For many companies, developing a spare parts management system is bit like starting a journey without knowing where they are or where they are going. All movement looks like progress.
The following stages of excellence ladder has been developed to help you identify both where you are now and what you need to do to reach the next level of performance.
LEVEL 5 – Leader: The top rung of the ladder. Leaders will already have in place a robust and rigorous approach to spare-parts inventory management. Your challenge, therefore, is to focus your efforts on continuous improvement and training to ensure your success is not due to the discipline of one or two key individuals but rather the culture around spare parts management.
LEVEL 4 – Manager: At this level you have not yet fully developed and implemented inventory management policies and procedures or engaged fully with all those involved in inventory management decision making and execution. Your next steps should be to focus on the completeness of your policies, procedures and processes and then training all personnel in the correct execution and implementation of these.
LEVEL 3 – Administrator: As an administrator you have a very transactional approach to spare parts inventory management. Administrators ensure the bookkeeping is essentially correct but usually are not very proactive in ensuring stock levels are within their set parameters. Administrators often do well in one or two areas and from that convince themselves everything is OK. You will have lots to do to improve, so you must decide where to prioritize your improvement efforts.
LEVEL 2 – Band-Aider: As the name suggests a Band-Aider spends time applying corrective fixes to problems and issues that arise but not sufficient time and effort to implementing a lasting repair. Users generally have a low level of trust in the system and it almost goes without saying that they will not be engaged or accountable for their decisions affecting inventory levels. You need to begin building trust in the system by implementing some lasting changes that address the frustrations of your users. This should provide the springboard to lift you to higher performance.

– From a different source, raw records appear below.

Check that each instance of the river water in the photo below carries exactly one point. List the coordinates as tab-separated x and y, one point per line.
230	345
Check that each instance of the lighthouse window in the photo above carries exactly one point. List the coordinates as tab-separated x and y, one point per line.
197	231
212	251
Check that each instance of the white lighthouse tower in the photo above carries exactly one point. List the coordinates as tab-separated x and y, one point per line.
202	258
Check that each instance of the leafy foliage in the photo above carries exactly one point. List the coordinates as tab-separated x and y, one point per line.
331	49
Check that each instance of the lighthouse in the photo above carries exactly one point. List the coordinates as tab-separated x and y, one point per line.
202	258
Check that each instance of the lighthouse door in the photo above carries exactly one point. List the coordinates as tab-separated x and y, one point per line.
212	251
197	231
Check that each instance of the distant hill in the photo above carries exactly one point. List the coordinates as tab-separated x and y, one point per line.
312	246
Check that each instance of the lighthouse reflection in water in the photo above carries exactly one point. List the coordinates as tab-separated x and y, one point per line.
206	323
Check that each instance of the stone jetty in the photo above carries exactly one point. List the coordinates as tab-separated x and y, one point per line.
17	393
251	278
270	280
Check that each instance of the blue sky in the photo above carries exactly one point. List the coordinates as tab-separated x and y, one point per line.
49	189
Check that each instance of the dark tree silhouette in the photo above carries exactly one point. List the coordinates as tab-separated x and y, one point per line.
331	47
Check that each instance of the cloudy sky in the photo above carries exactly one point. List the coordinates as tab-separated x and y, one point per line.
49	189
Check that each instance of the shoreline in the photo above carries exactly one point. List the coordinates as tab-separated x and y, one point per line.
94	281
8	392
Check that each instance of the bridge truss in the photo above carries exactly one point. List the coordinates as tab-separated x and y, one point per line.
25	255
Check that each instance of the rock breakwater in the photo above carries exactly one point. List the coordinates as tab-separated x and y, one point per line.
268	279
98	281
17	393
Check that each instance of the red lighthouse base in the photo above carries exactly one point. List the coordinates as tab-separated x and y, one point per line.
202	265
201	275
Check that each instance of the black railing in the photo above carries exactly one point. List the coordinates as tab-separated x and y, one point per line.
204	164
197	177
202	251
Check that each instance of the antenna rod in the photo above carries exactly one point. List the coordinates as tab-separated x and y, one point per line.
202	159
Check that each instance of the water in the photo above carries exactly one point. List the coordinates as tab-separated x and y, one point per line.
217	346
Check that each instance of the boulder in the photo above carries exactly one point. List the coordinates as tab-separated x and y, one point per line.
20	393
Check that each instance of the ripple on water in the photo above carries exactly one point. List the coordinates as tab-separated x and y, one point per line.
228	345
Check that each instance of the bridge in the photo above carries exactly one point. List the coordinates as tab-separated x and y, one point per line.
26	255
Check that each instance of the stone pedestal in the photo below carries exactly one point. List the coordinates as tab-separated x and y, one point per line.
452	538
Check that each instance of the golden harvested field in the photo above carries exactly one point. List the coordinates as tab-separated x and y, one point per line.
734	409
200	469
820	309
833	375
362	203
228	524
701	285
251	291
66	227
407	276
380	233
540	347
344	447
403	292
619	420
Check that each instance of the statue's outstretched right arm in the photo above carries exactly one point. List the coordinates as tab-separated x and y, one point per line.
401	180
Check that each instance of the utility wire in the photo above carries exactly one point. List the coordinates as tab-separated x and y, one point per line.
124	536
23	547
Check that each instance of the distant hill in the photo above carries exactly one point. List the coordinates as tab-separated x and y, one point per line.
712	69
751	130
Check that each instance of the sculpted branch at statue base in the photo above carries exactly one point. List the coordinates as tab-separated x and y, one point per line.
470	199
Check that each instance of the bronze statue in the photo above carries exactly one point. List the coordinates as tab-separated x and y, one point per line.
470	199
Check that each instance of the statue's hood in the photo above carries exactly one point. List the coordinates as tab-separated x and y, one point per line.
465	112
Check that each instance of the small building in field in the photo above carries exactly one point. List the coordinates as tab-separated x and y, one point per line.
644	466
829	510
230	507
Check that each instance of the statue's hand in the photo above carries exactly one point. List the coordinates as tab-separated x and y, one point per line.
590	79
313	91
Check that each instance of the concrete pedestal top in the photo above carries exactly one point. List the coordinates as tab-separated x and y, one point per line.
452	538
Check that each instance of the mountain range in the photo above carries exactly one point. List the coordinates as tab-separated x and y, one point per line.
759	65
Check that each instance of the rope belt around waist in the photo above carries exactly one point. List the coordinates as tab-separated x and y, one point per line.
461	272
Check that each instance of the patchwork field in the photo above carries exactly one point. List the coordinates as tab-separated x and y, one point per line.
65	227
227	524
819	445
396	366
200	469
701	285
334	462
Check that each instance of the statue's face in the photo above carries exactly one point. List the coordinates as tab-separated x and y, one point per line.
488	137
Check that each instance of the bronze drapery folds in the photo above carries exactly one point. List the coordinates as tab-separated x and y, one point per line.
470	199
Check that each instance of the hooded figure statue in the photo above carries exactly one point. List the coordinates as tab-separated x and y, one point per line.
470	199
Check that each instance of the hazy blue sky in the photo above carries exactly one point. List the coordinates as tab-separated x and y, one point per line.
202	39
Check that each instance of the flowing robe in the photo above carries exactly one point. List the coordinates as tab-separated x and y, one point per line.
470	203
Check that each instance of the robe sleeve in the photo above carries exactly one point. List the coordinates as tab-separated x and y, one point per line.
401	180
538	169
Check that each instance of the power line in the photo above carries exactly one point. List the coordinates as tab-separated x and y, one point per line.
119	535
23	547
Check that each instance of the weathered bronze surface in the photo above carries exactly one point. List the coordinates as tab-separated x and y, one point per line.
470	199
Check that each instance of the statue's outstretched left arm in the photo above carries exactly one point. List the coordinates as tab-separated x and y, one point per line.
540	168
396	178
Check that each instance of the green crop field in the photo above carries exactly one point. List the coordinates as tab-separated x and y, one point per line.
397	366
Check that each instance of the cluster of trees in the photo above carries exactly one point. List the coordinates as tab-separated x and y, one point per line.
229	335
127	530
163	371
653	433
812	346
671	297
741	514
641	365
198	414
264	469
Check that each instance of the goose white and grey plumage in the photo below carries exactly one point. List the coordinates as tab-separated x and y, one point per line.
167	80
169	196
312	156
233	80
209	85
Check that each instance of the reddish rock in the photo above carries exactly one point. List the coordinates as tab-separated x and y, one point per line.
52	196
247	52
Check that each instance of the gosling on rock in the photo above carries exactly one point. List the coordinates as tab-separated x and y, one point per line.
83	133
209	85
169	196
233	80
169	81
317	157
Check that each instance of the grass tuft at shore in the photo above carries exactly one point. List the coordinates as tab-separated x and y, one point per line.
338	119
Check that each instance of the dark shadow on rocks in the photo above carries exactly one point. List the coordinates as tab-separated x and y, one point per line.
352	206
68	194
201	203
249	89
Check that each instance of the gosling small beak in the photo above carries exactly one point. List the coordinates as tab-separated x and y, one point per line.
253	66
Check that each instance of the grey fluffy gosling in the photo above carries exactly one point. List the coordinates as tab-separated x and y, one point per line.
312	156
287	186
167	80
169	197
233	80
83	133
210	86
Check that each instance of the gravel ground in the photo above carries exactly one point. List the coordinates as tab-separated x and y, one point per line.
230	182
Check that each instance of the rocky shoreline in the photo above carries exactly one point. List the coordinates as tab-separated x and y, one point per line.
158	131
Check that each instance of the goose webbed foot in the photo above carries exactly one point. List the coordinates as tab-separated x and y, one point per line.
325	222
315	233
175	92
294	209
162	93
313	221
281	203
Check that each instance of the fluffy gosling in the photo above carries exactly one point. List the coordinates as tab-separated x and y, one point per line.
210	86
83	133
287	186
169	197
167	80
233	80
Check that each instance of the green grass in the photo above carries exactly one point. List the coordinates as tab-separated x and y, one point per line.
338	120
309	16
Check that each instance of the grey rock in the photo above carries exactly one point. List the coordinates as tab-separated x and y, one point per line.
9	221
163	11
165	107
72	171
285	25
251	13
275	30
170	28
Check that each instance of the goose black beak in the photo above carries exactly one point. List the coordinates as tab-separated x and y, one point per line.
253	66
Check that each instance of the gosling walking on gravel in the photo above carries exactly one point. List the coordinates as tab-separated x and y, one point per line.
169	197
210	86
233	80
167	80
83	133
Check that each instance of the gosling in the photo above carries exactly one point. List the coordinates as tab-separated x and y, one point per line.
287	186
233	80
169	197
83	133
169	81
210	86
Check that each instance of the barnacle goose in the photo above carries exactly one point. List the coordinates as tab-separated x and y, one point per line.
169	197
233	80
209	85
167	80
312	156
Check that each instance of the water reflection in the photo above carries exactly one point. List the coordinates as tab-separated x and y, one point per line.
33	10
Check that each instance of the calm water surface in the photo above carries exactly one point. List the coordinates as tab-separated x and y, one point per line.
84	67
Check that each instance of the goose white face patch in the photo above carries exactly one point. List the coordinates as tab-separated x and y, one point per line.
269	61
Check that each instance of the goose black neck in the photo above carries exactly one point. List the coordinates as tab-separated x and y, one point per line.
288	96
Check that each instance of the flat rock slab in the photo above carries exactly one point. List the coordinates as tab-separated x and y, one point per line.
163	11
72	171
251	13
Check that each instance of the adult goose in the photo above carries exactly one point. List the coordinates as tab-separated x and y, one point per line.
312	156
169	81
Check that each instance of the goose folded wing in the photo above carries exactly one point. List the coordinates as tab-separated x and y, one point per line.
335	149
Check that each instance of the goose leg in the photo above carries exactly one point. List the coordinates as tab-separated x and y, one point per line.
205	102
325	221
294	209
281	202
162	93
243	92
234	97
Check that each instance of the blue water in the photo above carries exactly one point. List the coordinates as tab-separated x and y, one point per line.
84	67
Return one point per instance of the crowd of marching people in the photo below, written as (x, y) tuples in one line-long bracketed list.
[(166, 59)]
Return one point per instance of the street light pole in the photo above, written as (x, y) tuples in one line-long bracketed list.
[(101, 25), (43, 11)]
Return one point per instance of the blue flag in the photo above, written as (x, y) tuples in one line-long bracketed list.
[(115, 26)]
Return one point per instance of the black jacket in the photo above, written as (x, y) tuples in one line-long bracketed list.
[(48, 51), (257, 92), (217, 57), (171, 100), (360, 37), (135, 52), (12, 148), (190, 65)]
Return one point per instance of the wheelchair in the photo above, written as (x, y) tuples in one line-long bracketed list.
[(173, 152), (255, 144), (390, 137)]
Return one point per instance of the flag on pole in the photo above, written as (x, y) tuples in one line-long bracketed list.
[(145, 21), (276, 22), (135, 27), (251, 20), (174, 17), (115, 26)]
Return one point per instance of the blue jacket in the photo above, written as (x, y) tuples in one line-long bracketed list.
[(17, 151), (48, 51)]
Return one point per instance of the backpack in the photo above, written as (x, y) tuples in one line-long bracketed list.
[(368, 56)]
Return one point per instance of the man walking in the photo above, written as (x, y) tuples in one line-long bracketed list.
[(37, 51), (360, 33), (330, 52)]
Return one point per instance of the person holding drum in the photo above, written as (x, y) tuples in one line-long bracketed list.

LEVEL 1 – Firefighter: This is the lowest rung, so let’s be honest here: You have a lot of work to do, not just to reach the best practice but also to establish some control over your spare parts inventory. Start by working on storeroom administration and control, then policy and procedures, then inventory management process.You may be spending most of your time, energy and money expediting emergency orders, so you will need to ensure you get the right level of management support to allocate the time and resources get some momentum in your drive to best practice.
Identifying your position on our stages of excellence is the easy part. The real work starts when you decide you are going to develop your systems to move up the ladder.